Ken Loach will return to the Cannes Film Festival when his new film Sorry We Missed You premieres in competition.
The British director’s last feature film – I, Daniel Blake – won the prestigious Palme d’Or prize at the French festival in 2016.
His latest offering, starring Kris Hitchen and Debbie Honeywood, follows a hard-up delivery driver and his wife struggling to get by in modern-day England.
It is one of two films supported by the British Film Institute with National Lottery funding to compete at the festival.
The other is Little Joe, starring Ben Whishaw and Emily Beecham and helmed by Jessica Hausner, one of four female directors with films in the 18-strong competition at the festival.
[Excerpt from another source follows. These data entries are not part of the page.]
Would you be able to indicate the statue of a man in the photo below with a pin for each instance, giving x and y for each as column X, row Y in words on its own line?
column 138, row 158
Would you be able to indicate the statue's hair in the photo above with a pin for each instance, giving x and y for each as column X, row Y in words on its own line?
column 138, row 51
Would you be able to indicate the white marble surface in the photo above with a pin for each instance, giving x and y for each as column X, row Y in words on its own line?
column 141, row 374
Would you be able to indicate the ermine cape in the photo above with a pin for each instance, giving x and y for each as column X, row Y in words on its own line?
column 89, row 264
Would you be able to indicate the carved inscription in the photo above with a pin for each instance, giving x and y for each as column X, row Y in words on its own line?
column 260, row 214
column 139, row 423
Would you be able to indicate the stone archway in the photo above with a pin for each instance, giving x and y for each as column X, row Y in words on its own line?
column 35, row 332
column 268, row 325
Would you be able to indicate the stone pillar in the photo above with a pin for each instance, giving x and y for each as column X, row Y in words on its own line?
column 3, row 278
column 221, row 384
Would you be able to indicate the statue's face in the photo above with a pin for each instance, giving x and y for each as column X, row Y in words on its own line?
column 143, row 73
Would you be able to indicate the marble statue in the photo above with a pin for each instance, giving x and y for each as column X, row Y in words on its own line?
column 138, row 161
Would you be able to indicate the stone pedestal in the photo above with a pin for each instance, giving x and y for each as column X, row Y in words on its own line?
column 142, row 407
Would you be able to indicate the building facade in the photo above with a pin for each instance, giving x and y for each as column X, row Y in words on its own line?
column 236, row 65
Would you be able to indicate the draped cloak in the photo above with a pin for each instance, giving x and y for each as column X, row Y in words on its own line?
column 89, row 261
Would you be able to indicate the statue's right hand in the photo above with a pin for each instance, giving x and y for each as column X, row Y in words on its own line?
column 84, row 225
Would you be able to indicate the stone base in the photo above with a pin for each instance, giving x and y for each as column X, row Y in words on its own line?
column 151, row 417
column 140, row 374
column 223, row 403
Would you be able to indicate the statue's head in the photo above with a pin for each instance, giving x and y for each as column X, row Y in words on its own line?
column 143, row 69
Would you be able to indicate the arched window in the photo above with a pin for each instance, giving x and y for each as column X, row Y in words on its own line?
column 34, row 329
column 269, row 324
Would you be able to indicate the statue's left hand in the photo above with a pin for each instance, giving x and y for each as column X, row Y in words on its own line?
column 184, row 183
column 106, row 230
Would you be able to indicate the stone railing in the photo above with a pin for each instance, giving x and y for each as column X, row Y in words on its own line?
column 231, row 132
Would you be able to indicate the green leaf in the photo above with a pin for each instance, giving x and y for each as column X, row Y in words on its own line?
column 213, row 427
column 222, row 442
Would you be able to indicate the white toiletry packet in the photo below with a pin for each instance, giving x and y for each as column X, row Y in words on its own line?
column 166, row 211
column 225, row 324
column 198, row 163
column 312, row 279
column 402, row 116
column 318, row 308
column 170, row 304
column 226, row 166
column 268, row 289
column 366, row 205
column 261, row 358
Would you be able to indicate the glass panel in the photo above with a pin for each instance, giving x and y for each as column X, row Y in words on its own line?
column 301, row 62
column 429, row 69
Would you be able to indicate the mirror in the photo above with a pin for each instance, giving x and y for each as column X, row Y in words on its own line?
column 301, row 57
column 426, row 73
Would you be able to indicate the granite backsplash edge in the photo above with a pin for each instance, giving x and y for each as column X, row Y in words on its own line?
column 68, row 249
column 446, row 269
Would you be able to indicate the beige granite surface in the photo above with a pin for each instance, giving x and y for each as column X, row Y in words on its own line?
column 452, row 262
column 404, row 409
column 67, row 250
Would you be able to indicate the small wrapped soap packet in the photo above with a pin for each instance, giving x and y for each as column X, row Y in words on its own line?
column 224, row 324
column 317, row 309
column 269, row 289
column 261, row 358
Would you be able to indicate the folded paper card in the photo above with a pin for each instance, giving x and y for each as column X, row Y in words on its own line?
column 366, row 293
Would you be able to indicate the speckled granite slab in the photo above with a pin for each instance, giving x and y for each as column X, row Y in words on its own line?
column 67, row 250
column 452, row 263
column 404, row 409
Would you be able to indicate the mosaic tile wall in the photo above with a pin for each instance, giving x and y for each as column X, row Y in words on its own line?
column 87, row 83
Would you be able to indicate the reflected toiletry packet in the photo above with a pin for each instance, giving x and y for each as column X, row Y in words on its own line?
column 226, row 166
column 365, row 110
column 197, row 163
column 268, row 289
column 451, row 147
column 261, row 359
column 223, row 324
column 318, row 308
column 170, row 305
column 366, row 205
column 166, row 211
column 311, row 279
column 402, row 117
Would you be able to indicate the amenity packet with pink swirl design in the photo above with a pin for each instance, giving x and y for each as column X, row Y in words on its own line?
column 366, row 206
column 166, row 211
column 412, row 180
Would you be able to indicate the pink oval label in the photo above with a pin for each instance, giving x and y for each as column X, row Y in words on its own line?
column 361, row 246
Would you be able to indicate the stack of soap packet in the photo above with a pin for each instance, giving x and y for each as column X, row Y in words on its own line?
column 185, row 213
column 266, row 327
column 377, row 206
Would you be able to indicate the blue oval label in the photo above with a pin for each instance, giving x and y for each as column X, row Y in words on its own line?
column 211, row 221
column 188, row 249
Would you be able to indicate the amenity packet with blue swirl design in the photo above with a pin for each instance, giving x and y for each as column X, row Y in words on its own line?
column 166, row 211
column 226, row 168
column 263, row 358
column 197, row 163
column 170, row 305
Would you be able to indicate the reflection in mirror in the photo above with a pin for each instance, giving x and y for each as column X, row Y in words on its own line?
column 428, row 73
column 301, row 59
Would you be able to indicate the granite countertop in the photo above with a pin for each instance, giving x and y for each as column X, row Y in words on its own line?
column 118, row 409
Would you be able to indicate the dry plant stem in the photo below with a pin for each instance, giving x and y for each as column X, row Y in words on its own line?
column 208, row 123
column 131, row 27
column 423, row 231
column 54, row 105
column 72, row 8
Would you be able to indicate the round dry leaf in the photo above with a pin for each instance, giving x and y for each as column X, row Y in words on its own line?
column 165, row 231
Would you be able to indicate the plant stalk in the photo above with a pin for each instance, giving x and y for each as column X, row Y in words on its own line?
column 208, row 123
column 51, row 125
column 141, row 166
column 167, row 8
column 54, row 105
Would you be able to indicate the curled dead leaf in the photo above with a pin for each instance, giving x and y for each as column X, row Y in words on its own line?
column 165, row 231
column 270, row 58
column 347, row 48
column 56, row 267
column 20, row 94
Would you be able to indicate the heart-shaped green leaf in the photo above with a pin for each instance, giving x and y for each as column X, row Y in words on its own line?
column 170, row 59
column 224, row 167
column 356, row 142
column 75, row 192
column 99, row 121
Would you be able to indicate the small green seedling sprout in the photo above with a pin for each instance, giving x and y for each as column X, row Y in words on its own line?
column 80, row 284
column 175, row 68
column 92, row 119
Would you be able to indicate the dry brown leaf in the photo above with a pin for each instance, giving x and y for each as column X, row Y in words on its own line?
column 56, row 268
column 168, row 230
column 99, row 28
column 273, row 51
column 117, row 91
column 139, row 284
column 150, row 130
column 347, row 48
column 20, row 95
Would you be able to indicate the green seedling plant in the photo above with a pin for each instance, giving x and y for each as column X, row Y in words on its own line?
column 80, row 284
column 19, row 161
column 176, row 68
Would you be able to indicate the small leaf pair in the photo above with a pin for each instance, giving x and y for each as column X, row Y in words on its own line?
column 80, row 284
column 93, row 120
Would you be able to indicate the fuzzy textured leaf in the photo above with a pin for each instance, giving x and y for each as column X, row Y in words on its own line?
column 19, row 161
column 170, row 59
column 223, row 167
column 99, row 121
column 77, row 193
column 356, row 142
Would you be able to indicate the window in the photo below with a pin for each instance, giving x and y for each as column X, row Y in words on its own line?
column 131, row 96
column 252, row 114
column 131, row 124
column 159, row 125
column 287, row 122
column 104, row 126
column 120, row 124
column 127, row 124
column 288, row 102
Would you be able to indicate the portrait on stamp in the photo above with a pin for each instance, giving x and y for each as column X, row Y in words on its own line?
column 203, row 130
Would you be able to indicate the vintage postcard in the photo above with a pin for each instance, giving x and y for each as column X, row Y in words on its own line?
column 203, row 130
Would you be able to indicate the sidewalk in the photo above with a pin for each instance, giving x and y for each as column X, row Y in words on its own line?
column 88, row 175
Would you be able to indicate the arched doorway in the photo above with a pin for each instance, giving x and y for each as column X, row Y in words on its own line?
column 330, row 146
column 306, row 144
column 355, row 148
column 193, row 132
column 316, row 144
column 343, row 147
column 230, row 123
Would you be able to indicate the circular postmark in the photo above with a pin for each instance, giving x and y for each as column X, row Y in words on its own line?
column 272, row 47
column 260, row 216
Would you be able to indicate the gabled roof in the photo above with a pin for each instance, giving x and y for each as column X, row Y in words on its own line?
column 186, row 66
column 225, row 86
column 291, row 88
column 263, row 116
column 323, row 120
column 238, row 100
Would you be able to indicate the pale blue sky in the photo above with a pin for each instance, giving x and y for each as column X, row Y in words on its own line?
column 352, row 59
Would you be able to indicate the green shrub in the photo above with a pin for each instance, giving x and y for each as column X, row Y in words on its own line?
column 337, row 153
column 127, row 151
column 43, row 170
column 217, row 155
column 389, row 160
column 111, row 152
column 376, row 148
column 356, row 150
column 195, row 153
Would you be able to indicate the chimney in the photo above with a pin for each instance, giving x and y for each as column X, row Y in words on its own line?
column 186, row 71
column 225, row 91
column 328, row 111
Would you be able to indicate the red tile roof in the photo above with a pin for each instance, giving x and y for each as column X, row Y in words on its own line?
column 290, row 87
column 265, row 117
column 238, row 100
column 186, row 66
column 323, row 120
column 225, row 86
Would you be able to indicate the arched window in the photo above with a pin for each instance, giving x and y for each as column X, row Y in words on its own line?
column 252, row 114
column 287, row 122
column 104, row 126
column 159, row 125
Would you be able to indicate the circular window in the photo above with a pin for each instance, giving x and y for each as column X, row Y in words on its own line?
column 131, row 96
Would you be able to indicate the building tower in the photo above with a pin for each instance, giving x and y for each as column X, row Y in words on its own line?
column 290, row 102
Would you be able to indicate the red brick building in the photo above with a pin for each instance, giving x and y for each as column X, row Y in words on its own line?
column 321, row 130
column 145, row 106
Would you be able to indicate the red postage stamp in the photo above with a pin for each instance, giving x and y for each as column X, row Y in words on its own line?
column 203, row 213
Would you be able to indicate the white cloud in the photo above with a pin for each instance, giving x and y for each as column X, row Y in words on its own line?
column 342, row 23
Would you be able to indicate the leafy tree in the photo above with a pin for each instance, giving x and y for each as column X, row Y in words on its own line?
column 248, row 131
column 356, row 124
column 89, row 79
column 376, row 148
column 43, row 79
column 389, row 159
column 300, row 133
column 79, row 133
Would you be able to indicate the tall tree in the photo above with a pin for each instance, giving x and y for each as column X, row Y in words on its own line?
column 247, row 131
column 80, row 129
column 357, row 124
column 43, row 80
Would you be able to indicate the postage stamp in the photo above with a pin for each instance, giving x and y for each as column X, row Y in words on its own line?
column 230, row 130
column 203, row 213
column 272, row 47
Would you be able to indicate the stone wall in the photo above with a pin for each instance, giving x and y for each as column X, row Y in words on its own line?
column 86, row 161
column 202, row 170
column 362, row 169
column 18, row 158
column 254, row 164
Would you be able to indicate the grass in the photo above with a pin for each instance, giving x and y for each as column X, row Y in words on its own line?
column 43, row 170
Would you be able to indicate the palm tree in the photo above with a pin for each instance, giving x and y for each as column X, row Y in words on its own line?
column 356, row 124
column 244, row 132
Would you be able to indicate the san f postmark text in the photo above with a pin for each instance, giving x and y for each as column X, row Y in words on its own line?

There are a total of 13 films directed by women in the official selection of the festival.
The festival has previously confirmed it will open with a screening of Jim Jarmusch’s zombie comedy The Dead Don’t Die, which features Iggy Pop, Selena Gomez and Tom Waits.
Other high-profile films in the line-up include Terrence Malick’s A Hidden Life and Pedro Almodovar’s Pain And Glory, as well as Xavier Dolan’s Matthias And Maxime.
The festival will also showcase the first two episodes of Too Old To Die Young, director Nicolas Winding Refn’s series for Amazon Prime starring Miles Teller, out of competition.
Notably absent from the line-up is Quentin Tarantino’s Once Upon A Time In Hollywood, starring Brad Pitt and Leonardo DiCaprio, which was widely expected to debut at the festival.
However, it could still be added at a later date.
Rocketman, a biopic of Sir Elton John starring Taron Egerton and Richard Madden, will also screen out of competition at the festival, as will Asif Kapadia’s film about Diego Maradona.